Before you find yourself stuck, it’s a good idea to check device mode before deploying routers in the field.
To see the current device mode configured:
/system/device-mode/print
If you need to enable a feature, then this is also done in the CLI. The code below shows how to enable container support on a MikroTik
/system/device-mode/update container=yes
Upon passing the command, the router needs a reboot by physically pressing the reset button or removing the power cable from the unit. This can not be done using a reboot from the menu. This must be done within 5 mins of making the changes to Device mode.
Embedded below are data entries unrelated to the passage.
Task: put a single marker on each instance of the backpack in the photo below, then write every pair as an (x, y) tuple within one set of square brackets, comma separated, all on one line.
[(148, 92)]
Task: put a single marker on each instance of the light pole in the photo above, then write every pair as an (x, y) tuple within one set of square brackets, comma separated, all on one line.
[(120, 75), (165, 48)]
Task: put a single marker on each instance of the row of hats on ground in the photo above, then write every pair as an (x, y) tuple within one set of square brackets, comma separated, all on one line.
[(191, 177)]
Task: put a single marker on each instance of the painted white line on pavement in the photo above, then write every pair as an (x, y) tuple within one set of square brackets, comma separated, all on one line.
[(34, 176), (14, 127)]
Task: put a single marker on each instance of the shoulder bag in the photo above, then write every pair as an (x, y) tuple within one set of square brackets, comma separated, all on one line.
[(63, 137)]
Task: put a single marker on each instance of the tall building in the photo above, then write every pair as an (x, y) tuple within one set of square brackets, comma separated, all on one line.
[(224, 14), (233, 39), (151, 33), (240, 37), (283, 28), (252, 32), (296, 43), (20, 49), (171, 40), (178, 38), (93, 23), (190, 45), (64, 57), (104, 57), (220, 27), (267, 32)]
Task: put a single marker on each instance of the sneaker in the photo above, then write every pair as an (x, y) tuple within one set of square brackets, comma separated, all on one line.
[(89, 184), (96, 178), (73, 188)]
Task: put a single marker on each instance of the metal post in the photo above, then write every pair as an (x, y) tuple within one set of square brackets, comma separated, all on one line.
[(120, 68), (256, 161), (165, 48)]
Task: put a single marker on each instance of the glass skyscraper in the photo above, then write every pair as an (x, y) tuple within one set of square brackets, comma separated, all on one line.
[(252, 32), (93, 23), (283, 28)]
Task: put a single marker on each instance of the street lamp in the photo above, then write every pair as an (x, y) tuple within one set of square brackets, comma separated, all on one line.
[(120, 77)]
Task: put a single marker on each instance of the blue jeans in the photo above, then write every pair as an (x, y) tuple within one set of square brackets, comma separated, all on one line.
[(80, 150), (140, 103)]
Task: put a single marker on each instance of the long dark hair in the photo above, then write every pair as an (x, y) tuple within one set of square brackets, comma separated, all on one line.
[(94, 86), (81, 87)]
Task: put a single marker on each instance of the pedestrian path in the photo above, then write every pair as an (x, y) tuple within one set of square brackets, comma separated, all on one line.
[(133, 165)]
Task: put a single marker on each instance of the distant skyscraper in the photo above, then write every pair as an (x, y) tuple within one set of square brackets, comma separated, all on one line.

Jono’s thoughts on how to use it.
Device mode represents a shift in network security and something that we should not shy away from. It forces us to think about security in a different way.
When setting up a new router, I would recommend that you look at the device mode. I can list several features from that list above that I would never use on my networks and disable them in device mode before deploying the router into production.
Things I would consider disabling using device mode:
- Bandwidth test
- Fetch
- Hotspot
- Traffic generator
- Proxy
- PPTP
- Proxy
- SMB
- SOCKS Proxy
Every environment is different, so I’d recommend reviewing the list and identifying which services you never need to use.
Also, I recommend that you look at what is not enabled by default and ask yourself do I really need these on the router? It’s not all routers that I use /tool/sniffer, and it’s also not all routers I may need traffic generator, but if I need them for diagnosis regularly on that router, then make sure they are enabled.